Pacinian corpuscles respond by emitting signals to the nervous system when their lamellae are deformed. This deformation causes both deformation and pressure to occur on the cell membrane of the sensory terminal. In turn, this membrane is deformed or curved, and that is when the nerve signal is sent to the central nervous structures, both the spinal cord and the brain.

This sending of signals has an electrochemical explanation. As the cytoplasmic membrane of the sensory neuron deforms, sodium channels, which are sensitive to pressure, open. In this way, sodium ions (Na+) are released into the synaptic space, causing the cell membrane to depolarize and the action potential to be generated, giving rise to the nerve impulse.

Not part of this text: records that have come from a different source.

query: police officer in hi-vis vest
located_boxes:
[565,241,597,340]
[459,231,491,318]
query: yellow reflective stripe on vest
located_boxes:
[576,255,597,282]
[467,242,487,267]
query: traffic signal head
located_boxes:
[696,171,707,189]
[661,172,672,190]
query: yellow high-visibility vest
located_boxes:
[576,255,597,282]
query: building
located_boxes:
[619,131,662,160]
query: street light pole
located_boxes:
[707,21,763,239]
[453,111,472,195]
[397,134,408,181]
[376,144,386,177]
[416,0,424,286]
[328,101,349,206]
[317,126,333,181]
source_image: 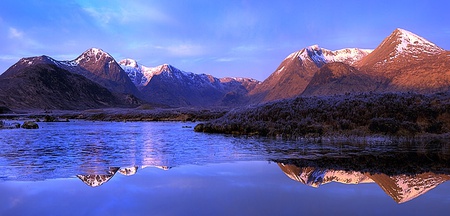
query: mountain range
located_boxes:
[0,29,450,109]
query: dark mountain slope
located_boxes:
[0,56,124,110]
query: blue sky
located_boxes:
[0,0,450,80]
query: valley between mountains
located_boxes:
[0,29,450,138]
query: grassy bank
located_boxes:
[195,93,450,139]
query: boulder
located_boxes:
[22,121,39,129]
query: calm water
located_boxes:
[0,121,450,215]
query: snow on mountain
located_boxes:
[119,166,138,176]
[388,28,444,54]
[358,28,445,68]
[278,163,450,203]
[286,45,373,67]
[77,167,119,187]
[119,59,259,88]
[75,48,113,64]
[279,163,373,188]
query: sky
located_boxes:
[0,0,450,81]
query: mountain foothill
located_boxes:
[0,29,450,137]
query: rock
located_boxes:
[0,121,20,129]
[22,121,39,129]
[194,123,205,132]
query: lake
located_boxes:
[0,121,450,215]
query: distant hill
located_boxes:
[0,29,450,109]
[249,45,371,102]
[250,29,450,103]
[302,62,380,96]
[195,92,450,139]
[0,56,129,110]
[119,59,259,107]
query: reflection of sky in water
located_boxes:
[0,162,450,215]
[0,121,450,215]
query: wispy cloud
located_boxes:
[82,1,174,26]
[8,27,23,39]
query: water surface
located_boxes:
[0,121,450,215]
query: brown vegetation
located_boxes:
[195,92,450,138]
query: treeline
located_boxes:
[195,92,450,138]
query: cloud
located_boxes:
[215,58,237,62]
[8,27,23,39]
[150,43,207,57]
[82,2,174,26]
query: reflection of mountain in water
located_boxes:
[277,151,450,203]
[77,167,119,187]
[77,166,170,187]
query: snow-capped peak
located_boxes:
[394,28,444,54]
[119,59,174,87]
[75,48,112,64]
[119,59,139,68]
[286,44,373,67]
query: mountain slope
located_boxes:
[119,59,259,106]
[250,45,371,102]
[357,29,450,93]
[59,48,139,96]
[0,56,124,110]
[278,163,450,203]
[302,62,378,96]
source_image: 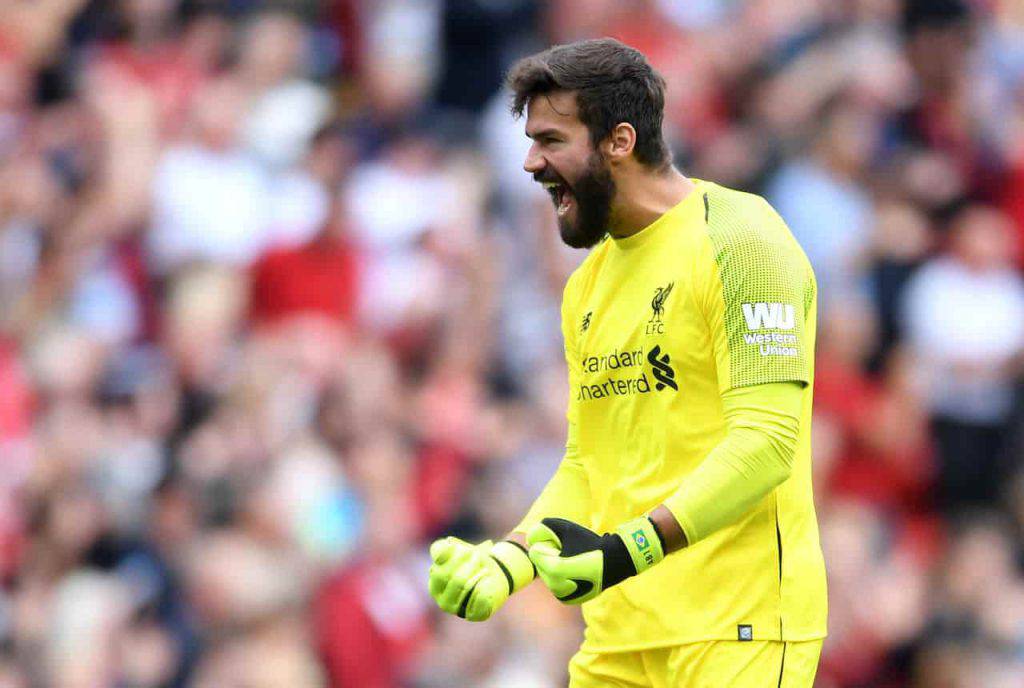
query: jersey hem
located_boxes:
[580,633,828,654]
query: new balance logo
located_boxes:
[647,346,679,391]
[743,303,797,330]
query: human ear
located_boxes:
[603,122,637,160]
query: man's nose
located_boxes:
[522,145,544,174]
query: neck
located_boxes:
[609,166,694,239]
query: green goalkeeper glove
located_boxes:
[526,517,665,604]
[430,538,536,621]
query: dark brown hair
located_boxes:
[506,38,671,168]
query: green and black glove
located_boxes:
[430,538,536,621]
[526,517,665,604]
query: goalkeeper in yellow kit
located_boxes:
[430,39,826,688]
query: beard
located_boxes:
[558,152,615,249]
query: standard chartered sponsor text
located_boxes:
[577,347,650,401]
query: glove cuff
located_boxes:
[615,516,665,573]
[490,540,537,595]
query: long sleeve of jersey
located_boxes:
[665,382,803,545]
[514,424,590,533]
[514,272,590,532]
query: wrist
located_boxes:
[490,540,537,595]
[614,516,665,573]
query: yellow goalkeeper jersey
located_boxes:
[516,180,826,652]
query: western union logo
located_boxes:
[743,303,797,330]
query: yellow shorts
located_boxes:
[569,640,822,688]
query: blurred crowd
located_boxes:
[0,0,1024,688]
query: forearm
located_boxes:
[650,383,803,552]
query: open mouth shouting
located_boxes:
[543,181,574,217]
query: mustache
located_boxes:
[534,173,569,186]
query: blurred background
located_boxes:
[0,0,1024,688]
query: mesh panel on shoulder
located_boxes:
[707,186,815,387]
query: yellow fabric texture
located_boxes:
[569,640,822,688]
[665,382,804,545]
[515,181,826,652]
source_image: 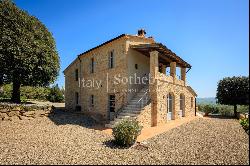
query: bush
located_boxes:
[113,119,142,147]
[47,85,64,102]
[237,105,249,113]
[240,118,249,132]
[198,104,234,116]
[217,105,234,116]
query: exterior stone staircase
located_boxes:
[105,86,150,128]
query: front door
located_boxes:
[108,95,115,120]
[167,94,173,120]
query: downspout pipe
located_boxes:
[194,97,197,116]
[77,56,82,110]
[186,67,191,73]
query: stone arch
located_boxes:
[179,93,186,117]
[166,92,175,120]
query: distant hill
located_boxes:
[196,97,216,104]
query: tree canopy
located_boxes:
[216,76,249,116]
[0,0,60,102]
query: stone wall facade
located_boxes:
[64,35,195,126]
[64,36,153,119]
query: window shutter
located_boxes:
[112,50,115,68]
[108,52,111,69]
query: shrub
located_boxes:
[237,105,249,113]
[113,119,142,147]
[198,104,236,116]
[47,85,64,102]
[240,118,249,132]
[217,105,234,116]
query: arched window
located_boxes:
[191,97,194,108]
[167,93,174,120]
[179,94,185,117]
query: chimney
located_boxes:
[137,29,146,37]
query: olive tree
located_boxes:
[0,0,60,103]
[216,76,249,116]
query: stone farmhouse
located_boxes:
[64,29,197,127]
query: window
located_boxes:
[75,69,78,81]
[109,95,115,112]
[135,64,138,69]
[90,58,95,73]
[109,51,114,69]
[90,95,94,107]
[75,92,79,104]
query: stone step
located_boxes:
[118,112,138,118]
[114,116,136,122]
[122,110,141,114]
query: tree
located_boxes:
[0,0,60,103]
[216,77,249,116]
[47,84,64,102]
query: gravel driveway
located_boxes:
[0,113,249,164]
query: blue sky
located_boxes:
[14,0,249,97]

Pacini's corpuscles respond according to the degree of pressure exerted on the skin. That is, the more pressure, the greater the sending of nerve signals. It is for this reason that we are able to discern between a soft and delicate caress and a squeeze that can even hurt us.

However, another phenomenon also happens that may seem contrary to this fact, and that is that when dealing with receptors quickly adapt to stimuli, after a short time they begin to send fewer signals to the nervous system central. For this reason, and after a brief period of time, if we are touching an object, there comes a point where its touch becomes less conscious; that information is no longer so useful, after the first moment in which we know that the material reality that produces that sensation is there and affects us constantly.

Bibliographic references:

• Biswas, A. et al. (2015). Vibrotactile Sensitivity Threshold: Nonlinear Stochastic Mechanotransduction Model of the Pacinian Corpuscle. IEEE Transactions on Haptics 8(1). 102–113.
• Biswas, A. et al. (2015). Multiscale Layered Biomechanical Model of the Pacinian Corpuscle. IEEE Transactions on Haptics 8(1): pp. 31 - 42.
• Cherepnov, V.L.; Chadaeva, N.I. (1981). Some characteristics of soluble proteins of Pacinian corpuscles. Bulletin of Experimental Biology and Medicine. 91 (3): 346–348.
• Kandel, E. (2000). Principles of neural science. New York: McGraw-Hill, Health Professions Division.
• O'Johnson, K. (2001). The Roles and Functions of Cutaneous Mechanoreceptors. Current opinion in Neurobiology, 11: pp. 455 - 461.